こんな状況になっているのはアメリカの大統領のせいですよ。」
長期化するアメリカと中国の貿易摩擦が
“世界最大の自動車市場”と言われる中国の景気を直撃したのである。
(自動車部品メーカー CEO)
「中国は世界最大の自動車市場です。
中国市場の減速は世界経済に影響を与えます。
世界に誇るドイツの自動車製造業にとって中国は重要な市場なのです。」
堅調なドイツ経済が足元から揺らぎかねない状況に
メルケル首相は3月
中国の習近平国家主席と同席した首脳会談で強い懸念を示した。
(メエルケル首相)
「米中貿易協議の行方を関心を持ってみている。
協議がうまくいかなければドイツ経済にも影響が及ぶ。
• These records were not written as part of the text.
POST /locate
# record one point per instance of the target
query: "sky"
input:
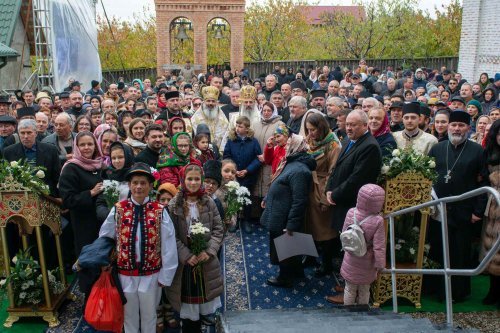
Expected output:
(124, 9)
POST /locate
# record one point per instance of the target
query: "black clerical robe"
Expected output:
(467, 167)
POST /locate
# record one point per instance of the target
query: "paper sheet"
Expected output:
(298, 244)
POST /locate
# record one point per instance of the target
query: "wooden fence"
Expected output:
(257, 69)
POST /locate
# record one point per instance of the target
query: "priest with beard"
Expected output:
(174, 109)
(248, 106)
(211, 115)
(461, 167)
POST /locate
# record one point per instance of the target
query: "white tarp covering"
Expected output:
(74, 34)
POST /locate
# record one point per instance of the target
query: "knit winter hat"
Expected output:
(168, 187)
(371, 199)
(477, 105)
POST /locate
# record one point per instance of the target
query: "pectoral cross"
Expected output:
(447, 177)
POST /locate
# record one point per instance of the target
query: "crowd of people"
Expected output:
(308, 144)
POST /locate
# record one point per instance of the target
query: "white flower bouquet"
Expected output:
(236, 197)
(24, 173)
(111, 192)
(404, 160)
(26, 280)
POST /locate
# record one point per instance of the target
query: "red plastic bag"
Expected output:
(104, 309)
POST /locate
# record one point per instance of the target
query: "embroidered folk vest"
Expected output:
(129, 218)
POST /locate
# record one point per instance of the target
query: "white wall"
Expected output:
(10, 73)
(480, 39)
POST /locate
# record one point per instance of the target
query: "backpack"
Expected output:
(353, 238)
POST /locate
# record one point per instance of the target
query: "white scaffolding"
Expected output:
(43, 44)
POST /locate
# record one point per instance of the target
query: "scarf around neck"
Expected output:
(87, 164)
(171, 156)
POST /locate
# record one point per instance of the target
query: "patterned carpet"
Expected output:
(247, 268)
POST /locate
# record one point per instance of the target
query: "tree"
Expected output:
(127, 44)
(275, 30)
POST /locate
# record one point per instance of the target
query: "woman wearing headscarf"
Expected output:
(135, 136)
(174, 157)
(491, 227)
(121, 158)
(324, 147)
(489, 100)
(105, 135)
(79, 185)
(285, 206)
(380, 128)
(263, 130)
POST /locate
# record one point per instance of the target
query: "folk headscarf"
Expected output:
(93, 164)
(171, 156)
(296, 144)
(98, 134)
(317, 148)
(185, 192)
(119, 175)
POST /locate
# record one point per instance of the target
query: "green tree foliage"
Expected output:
(278, 30)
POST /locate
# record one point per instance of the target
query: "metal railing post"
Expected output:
(447, 272)
(393, 265)
(446, 264)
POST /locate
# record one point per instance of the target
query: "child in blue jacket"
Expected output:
(244, 150)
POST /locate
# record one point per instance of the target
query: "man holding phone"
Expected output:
(62, 137)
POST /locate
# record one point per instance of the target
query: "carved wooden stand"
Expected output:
(406, 190)
(30, 211)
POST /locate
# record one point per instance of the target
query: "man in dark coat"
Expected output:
(359, 163)
(37, 154)
(461, 168)
(154, 138)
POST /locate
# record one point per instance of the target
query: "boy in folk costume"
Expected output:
(146, 248)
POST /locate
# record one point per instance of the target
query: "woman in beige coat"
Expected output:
(195, 297)
(491, 227)
(264, 129)
(324, 146)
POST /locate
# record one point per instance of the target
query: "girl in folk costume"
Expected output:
(175, 125)
(174, 157)
(360, 272)
(195, 296)
(324, 146)
(145, 244)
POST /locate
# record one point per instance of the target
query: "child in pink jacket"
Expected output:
(360, 272)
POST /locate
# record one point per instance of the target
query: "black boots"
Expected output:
(493, 296)
(189, 326)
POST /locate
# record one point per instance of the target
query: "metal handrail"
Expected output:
(446, 270)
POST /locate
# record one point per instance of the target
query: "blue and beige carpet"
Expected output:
(246, 268)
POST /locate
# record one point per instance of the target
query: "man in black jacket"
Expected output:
(358, 164)
(42, 155)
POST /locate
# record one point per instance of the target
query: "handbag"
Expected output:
(104, 309)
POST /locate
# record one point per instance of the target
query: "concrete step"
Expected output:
(332, 320)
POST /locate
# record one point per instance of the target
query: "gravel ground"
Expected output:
(485, 322)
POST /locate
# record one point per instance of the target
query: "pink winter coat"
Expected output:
(363, 270)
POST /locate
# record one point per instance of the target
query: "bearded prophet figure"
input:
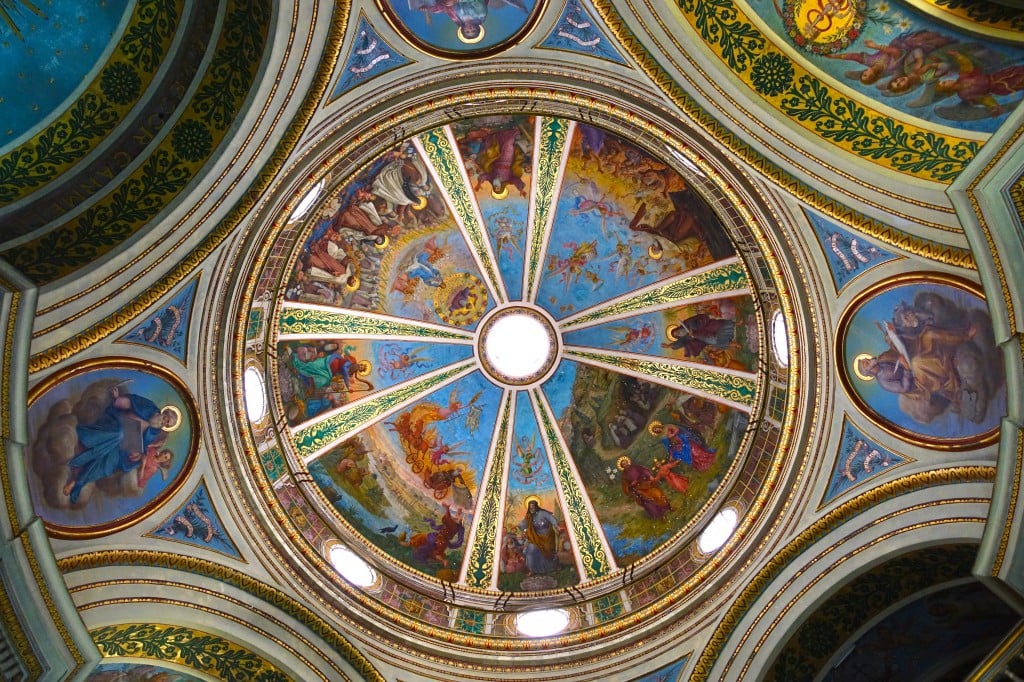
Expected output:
(102, 443)
(542, 539)
(640, 484)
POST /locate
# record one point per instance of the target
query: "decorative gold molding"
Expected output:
(830, 521)
(237, 579)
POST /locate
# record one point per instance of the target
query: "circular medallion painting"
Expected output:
(920, 357)
(109, 442)
(515, 353)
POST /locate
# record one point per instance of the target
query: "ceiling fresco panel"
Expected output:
(919, 356)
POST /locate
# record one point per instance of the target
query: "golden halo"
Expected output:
(470, 41)
(176, 413)
(856, 367)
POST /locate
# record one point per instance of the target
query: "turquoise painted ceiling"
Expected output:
(45, 57)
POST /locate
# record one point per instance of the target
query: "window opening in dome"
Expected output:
(350, 566)
(306, 203)
(543, 623)
(719, 530)
(517, 345)
(255, 394)
(779, 339)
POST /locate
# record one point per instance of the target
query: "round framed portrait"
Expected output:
(109, 441)
(919, 357)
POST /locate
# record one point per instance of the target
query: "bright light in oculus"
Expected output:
(544, 623)
(255, 394)
(517, 345)
(306, 203)
(718, 530)
(779, 338)
(351, 567)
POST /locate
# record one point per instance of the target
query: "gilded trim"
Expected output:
(830, 521)
(237, 579)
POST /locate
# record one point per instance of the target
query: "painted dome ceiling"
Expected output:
(514, 354)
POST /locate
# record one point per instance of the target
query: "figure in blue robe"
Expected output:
(103, 454)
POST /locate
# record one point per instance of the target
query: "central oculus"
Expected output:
(517, 345)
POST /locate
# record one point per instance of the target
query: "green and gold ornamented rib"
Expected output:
(738, 390)
(481, 554)
(595, 561)
(554, 135)
(727, 278)
(441, 156)
(342, 323)
(334, 428)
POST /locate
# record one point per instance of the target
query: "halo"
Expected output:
(856, 367)
(471, 41)
(176, 413)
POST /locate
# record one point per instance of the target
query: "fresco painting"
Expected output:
(197, 523)
(920, 357)
(167, 330)
(886, 50)
(578, 31)
(623, 220)
(848, 254)
(369, 57)
(318, 375)
(462, 28)
(410, 484)
(649, 456)
(908, 642)
(110, 441)
(498, 154)
(721, 332)
(388, 244)
(536, 550)
(860, 459)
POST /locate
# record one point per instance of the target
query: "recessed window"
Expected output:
(350, 566)
(779, 338)
(255, 394)
(719, 530)
(544, 623)
(306, 203)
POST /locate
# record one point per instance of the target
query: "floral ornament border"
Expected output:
(788, 87)
(172, 166)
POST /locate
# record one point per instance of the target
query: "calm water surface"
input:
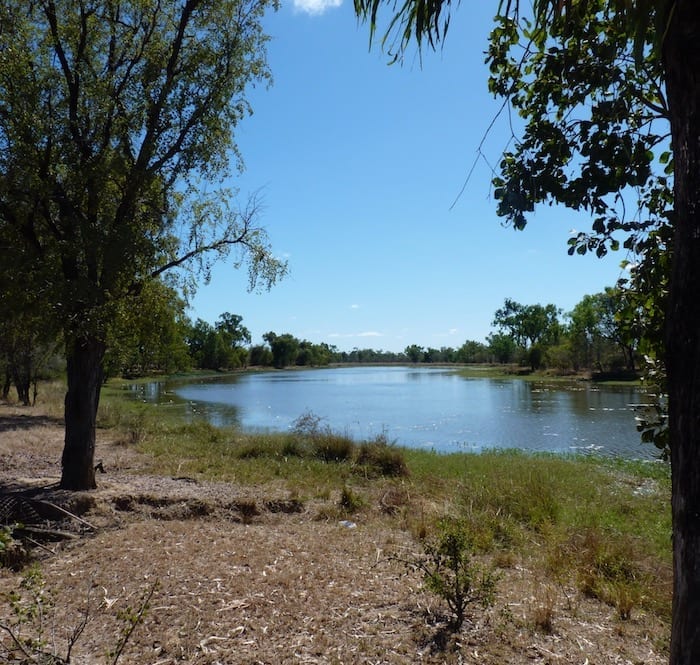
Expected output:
(421, 407)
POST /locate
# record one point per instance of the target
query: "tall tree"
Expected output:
(116, 116)
(593, 79)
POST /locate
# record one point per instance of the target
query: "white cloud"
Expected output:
(316, 7)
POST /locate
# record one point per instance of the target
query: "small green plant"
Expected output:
(33, 614)
(13, 553)
(350, 502)
(131, 618)
(379, 457)
(450, 571)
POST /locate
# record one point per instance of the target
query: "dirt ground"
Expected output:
(246, 575)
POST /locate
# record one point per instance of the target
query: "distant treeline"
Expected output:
(154, 335)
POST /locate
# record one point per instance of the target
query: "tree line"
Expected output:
(600, 335)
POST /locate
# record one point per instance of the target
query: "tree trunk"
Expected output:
(681, 54)
(84, 372)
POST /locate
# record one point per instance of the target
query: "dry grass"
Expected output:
(253, 574)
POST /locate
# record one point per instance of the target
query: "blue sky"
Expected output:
(357, 164)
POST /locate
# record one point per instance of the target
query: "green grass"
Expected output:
(600, 524)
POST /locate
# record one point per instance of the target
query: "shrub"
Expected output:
(379, 457)
(450, 572)
(331, 447)
(350, 502)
」
さらに専門家は
アメリカの標的になるのは中国だけではないと指摘する。
トランプ大統領はドイツの巨額の貿易黒字を繰り返し批判していて
新たな標的となる恐れもある。
(コメルツ銀行 チーフエコノミスト クレーマー氏)
「トランプ大統領による輸入車への関税上乗せ
その脅威はまだ終わっていません。
今はただ休戦しているだけです。
そして残念なことにEUにはまだあおりを受ける準備ができていないのです。」
冷え込む外需を内需がカバーして何とか持ちこたえているドイツ経済だが
製造業の落ち込みが続けば
今後 内需にも陰りが出てくるものとみられる。
製造業の回復がドイツ経済の先行きを左右しそうである。